We enter into today's match after we see our second full-length, uncut, R-rated beatdown of the tournament. Joe Maddon, Tampa Bay Rays manager and the best to manage in this century, absolutely OWNED Angels third base coach Dino Ebel by the score of 107-16 (87% to 13%).

Today's winner faces the growing legend of Maddon. However, each combatant is a legend of their own. The first has managed three teams into contention, guiding two of them to the World Series and is the proud owner of three World Series rings. The second is one of the greatest one-team legends to play the game, and won his own World Series (and AL MVP) in 1983 (ironically getting there by defeating the team managed by the first combatant in the ALCS). Let's get the preliminary finale rolling!
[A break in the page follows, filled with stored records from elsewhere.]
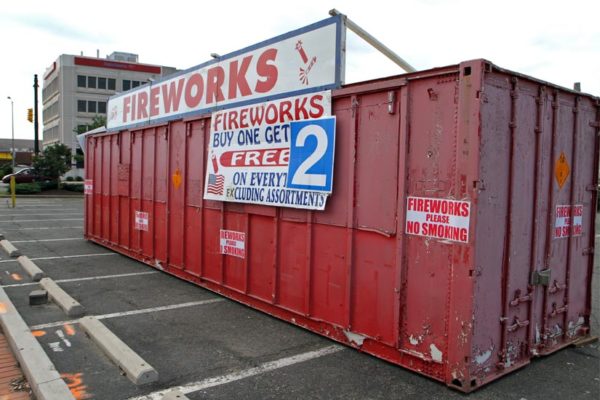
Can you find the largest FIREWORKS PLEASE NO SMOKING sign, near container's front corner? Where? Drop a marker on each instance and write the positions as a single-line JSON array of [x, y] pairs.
[[444, 219]]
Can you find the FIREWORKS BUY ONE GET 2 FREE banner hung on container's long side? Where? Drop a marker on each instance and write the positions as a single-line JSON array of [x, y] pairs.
[[278, 153]]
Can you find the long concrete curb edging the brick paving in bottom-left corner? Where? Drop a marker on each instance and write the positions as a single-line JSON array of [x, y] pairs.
[[43, 378]]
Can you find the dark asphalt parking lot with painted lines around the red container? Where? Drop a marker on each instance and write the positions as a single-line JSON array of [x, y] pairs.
[[217, 348]]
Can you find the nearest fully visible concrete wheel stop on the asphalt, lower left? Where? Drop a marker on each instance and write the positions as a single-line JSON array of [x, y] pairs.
[[137, 370]]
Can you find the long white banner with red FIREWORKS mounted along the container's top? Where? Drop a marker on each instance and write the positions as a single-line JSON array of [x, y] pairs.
[[302, 61]]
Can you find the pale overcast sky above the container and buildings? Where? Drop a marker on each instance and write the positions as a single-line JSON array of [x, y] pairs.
[[558, 41]]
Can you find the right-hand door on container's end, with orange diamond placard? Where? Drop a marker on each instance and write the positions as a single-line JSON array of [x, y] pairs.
[[563, 279]]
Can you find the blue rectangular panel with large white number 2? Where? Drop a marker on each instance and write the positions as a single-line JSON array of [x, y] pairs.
[[312, 145]]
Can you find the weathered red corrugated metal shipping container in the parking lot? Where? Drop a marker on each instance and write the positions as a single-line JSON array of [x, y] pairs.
[[463, 308]]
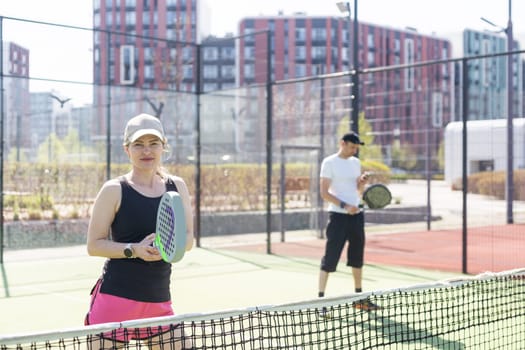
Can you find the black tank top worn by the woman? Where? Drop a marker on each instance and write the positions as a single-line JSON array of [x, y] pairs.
[[136, 279]]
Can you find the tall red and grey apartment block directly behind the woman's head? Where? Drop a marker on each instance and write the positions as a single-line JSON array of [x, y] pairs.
[[145, 50]]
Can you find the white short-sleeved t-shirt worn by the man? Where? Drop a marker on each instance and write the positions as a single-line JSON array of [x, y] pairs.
[[343, 174]]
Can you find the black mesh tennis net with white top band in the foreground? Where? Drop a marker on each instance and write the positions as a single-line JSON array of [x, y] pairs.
[[484, 311]]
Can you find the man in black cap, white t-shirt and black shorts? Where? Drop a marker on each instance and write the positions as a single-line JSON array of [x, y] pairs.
[[342, 183]]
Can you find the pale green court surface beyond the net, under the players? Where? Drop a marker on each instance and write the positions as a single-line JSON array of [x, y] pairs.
[[48, 289]]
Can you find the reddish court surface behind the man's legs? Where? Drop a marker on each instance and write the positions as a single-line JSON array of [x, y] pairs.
[[491, 248]]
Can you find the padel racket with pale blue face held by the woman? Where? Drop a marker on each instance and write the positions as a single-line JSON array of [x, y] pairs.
[[170, 237]]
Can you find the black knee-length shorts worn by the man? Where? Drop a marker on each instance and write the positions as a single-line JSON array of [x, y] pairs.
[[340, 229]]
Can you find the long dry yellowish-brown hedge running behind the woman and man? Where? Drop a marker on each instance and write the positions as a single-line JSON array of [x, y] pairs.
[[48, 191]]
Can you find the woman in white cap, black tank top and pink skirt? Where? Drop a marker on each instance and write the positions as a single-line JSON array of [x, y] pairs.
[[135, 282]]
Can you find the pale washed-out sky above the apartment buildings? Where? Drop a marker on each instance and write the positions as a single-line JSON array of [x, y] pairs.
[[442, 18]]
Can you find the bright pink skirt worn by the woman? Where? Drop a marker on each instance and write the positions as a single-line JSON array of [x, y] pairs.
[[106, 308]]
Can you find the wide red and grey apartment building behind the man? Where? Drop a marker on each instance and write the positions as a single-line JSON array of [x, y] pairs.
[[303, 46]]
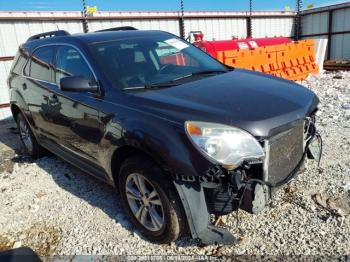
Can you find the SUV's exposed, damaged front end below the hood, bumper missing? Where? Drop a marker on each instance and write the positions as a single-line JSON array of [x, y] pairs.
[[250, 186]]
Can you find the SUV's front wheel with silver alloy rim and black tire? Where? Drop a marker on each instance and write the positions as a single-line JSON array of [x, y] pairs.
[[150, 201]]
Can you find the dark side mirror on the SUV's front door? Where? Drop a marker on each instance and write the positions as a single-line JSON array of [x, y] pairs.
[[78, 84]]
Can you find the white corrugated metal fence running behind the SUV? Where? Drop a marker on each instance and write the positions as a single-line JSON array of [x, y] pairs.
[[17, 27]]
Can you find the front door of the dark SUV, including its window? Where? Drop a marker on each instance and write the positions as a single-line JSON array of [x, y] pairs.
[[74, 115]]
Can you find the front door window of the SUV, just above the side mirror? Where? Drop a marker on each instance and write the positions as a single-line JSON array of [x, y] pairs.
[[69, 62]]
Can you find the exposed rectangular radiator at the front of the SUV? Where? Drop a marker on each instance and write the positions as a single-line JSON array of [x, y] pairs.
[[285, 152]]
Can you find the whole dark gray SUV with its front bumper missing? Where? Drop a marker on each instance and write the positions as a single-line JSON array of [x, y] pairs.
[[181, 136]]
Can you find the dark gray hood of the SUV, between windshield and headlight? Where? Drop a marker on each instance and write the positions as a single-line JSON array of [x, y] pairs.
[[260, 104]]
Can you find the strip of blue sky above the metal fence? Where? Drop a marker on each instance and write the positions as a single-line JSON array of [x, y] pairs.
[[156, 5]]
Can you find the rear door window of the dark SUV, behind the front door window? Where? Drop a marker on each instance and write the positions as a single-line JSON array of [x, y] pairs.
[[40, 64]]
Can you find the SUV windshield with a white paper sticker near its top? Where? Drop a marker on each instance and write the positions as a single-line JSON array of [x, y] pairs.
[[153, 60]]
Tony La Russa managed baseball from 1979 to 2011, with three different teams: the Chicago White Sox (1979 to 1986, winning the AL West in 1983), the Oakland Athletics (1986 to 1995, winning the AL West in 1988-90 and 1992, the AL pennant from 1988-90 and the World Series in 1989), and the St. Louis Cardinals (1996 to 2011, winning the NL Central in 1996, 2000, 2002, 2004-06 and 2009, the NL Wild Card in 2001 and 2011, the NL pennant in 2004, 2006 and 2011, and the World Series in 2006 and 2011). Suffice to say, his list of accomplishments is quite notably strong. Every team he went to, he changed their year-to-year outlook. The White Sox went from Bill Veeck's quirky guinea pigs to being contenders within just a few seasons, while the A's launched from mid-80's massacre to league powerhouse, and the Cardinals, not even a decade removed from their 1987 World Series run, reloaded and became a perennial contender for many a year to come, winning their division and being one win away from the World Series in his first season at the helm. Although many Cardinals fans complained of his sometimes brainless day-to-day operations (broadcast nationally in Game 5 of the 2011 World Series when he completely wasted half his bullpen due to miscommunication), he has to be doing SOMETHING right to have been able to build contenders within three seasons of his arrival every single time he went to a new team. Like with fellow contestant Jose Oquendo, the presence of Albert Pujols can be a factor in drawing him to Anaheim, and he could also be drawn to the younger pieces such as Grant Green and Kole Calhoun, building blocks for the future here. Can he be coaxed from the retired life to work magic a fourth time?

Cal Ripken, Jr. is on many a short list when it comes to the greatest shortstops to play the game of baseball. Nicknamed "The Iron Man" due to his unusual and legendary durability (shattering Lou Gehrig's consecutive games mark by playing in 2.632 straight games from 1982 to 1998), he put up monstrous stats with the Baltimore Orioles from 1981 to 2001: 3,184 hits, 431 home runs and 1,695 runs batted in, with a .276/.340/.447 slash line, 95.6 WAR (including 11.5 in an historic 1991 campaign) and the dubious honor of the most GIDPs in big league history, with 350 over his career. While he's yet to manage or even coach in any official capacity, he has been very involved on the business side of baseball, being the owner of three different minor league teams (Aberdeen IronBirds, Augusta GreenJackets and Charlotte Stone Crabs) and been very active in charitable causes, particularly those centered around a cure for ALS, or Lou Gehrig's disease. His baseball philosophy and style isn't exactly an open book, but if it's anything like that of his lesser-skilled brother over at MLB Network, he's likely of the more "old-school" style--though I won't speak to what I don't know. Would Ripken even consider cutting his managerial teeth with anyone but his hometown Orioles?

Two legends at hand here, folks--vote and discuss away!